ESTANCIA "ISLA DE LOBOS"
Departamento de Río Negro, Uruguay
Estancia Isla de Lobos, with a surface of 1250 hectares, is a hidden, undiscovered paradise, surrounded by impressive rivers at the quiet west-cost of Uruguay, a combination of abundant nature and ideal conditions for cattle.
Isla de Lobos is located approx 4 hours by car from the elegant, never sleeping beauty, Buenos Aires and approx 4 hours from Uruguay’s capital Montevideo. Nearest cities are Dolores and Mercedes, approx 25 & 40 km respectively. The nearest village is the historic Villa Soriano, at the shore of the Rio Negro, approx 3 km by boat.
LOBOS ISLAND, BIRTHPLACE OF URUGUAY PASTORAL FARMING
(Research: Alice Bonet)
Cartoon islands are usually a rock amidst water with a palm tree on top. In real life, however, islands are much more. Lobos Island (Isla de Lobos) in Rio Negro Department, was breeding land for the first cattle in Uruguay, the origin of what is even today number one gross national product category.
Situated at the confluence of Uruguay and Negro Rivers, the aerial view clearly shows the meeting of the waters. The warm silt-laden Uruguay waters flow from Brazil reddish in color, while the Negro ones are considerably blackish. The name Negro actually derives from translation into Spanish of the indigenous name “Hum”, meaning “black” in Guaraní. The island name –Lobos- comes from the long tailed river otters once plentiful, as well as the one given to the watercourse along one of its sides –Yaguarí River- that translates as otter in Guaraní.
Shaped roughly as a triangle, the 1250 ha island has characteristic coasts on each side. The west coast overlooking the Uruguay River is an occasionally flooded low land with native plants and an amazing bio diversity, kept as a reserve. Since the Argentine coast is lower and the river is quite wide, the view across the water is open to spectacular sunsets and the occasional Pampero cigar cloud announcing the west wind from the Pampas. The northeast coast over the Yaguarí is a narrow yet deep channel normally flowing inland: the navigable entrance to Negro River. Here the coast is higher and fertile, with both native and introduced trees and a close view of nearby Vizcaino Island. Finally, the Southeast coast on the Negro River false mouth and delta is a long white sand beach bordered with native trees and bathed in calm shallower waters laden with fish.
Inland, the island has three distinct eco systems: the low lands, the native forest and the prairie, each with its characteristic flora and fauna and making it particularly well suited for cattle breeding and bee keeping for organic honey.
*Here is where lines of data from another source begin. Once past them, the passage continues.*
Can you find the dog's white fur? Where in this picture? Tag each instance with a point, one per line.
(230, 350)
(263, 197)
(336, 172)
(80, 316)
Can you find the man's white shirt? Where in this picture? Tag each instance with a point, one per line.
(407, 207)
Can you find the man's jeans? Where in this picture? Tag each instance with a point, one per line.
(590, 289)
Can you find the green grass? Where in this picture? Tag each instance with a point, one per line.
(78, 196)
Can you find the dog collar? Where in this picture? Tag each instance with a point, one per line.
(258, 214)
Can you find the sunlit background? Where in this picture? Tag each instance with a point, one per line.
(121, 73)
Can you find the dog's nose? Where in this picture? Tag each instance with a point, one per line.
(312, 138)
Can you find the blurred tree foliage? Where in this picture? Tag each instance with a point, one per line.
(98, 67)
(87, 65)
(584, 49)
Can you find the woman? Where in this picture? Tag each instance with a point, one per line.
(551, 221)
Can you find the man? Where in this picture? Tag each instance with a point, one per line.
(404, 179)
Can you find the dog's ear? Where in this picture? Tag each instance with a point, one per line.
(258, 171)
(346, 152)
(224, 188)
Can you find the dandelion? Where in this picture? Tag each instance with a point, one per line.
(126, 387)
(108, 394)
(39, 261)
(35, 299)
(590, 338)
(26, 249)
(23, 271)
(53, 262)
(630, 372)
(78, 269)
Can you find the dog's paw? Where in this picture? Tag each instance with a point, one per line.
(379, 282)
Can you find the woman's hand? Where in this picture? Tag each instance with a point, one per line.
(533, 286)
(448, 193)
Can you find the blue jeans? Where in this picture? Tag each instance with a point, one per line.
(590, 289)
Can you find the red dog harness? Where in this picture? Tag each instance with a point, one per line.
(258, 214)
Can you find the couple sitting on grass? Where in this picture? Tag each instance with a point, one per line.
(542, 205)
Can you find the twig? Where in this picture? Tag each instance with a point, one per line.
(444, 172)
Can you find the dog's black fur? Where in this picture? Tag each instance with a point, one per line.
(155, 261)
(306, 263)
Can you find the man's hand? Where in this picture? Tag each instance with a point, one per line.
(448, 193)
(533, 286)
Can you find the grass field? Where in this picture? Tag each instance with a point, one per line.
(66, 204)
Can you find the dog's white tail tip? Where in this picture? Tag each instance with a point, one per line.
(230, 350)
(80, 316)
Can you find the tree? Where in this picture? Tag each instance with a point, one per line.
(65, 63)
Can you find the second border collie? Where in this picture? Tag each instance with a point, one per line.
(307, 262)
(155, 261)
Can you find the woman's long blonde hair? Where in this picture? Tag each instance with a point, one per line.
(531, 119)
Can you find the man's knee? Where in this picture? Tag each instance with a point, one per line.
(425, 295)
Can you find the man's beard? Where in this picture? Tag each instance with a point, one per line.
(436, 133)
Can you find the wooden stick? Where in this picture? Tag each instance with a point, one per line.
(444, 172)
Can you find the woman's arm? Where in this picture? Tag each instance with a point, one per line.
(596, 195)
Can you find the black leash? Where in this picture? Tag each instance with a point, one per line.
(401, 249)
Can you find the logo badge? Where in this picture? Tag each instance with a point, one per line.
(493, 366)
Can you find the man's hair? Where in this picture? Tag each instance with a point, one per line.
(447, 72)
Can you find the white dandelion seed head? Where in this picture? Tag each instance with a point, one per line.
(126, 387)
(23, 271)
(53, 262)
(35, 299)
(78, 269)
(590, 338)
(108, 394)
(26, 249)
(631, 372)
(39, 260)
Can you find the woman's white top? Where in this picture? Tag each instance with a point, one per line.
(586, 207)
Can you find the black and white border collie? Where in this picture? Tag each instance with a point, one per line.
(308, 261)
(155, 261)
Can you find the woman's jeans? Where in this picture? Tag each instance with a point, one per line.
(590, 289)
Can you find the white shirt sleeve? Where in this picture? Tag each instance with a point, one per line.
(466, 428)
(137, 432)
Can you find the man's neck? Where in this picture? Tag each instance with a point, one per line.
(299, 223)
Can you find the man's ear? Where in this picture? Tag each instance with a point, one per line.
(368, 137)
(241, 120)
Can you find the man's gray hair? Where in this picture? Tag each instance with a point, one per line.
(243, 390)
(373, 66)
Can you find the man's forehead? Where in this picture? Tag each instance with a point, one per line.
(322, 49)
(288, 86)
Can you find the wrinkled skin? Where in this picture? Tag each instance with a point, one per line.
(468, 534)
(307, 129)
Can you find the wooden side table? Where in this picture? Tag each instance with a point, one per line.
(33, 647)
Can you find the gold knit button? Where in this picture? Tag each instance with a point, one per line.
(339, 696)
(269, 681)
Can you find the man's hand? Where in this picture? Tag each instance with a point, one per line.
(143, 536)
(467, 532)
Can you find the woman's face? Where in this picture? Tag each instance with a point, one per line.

Man inhabited this corner of the Eastern Bank (Banda Oriental) since its appearance in this South America region. Ceramic utensils found in the Uruguay-Negro confluence were dated as early as 3000 years before present times, when sea level was about 6 meters higher. A second wave 2000 years B.P. speaks of river economy societies identified with the Chaná ethnic, while later findings mark the combined presence of Tupí-Guaraní groups in contact with Spanish and Portuguese expeditions.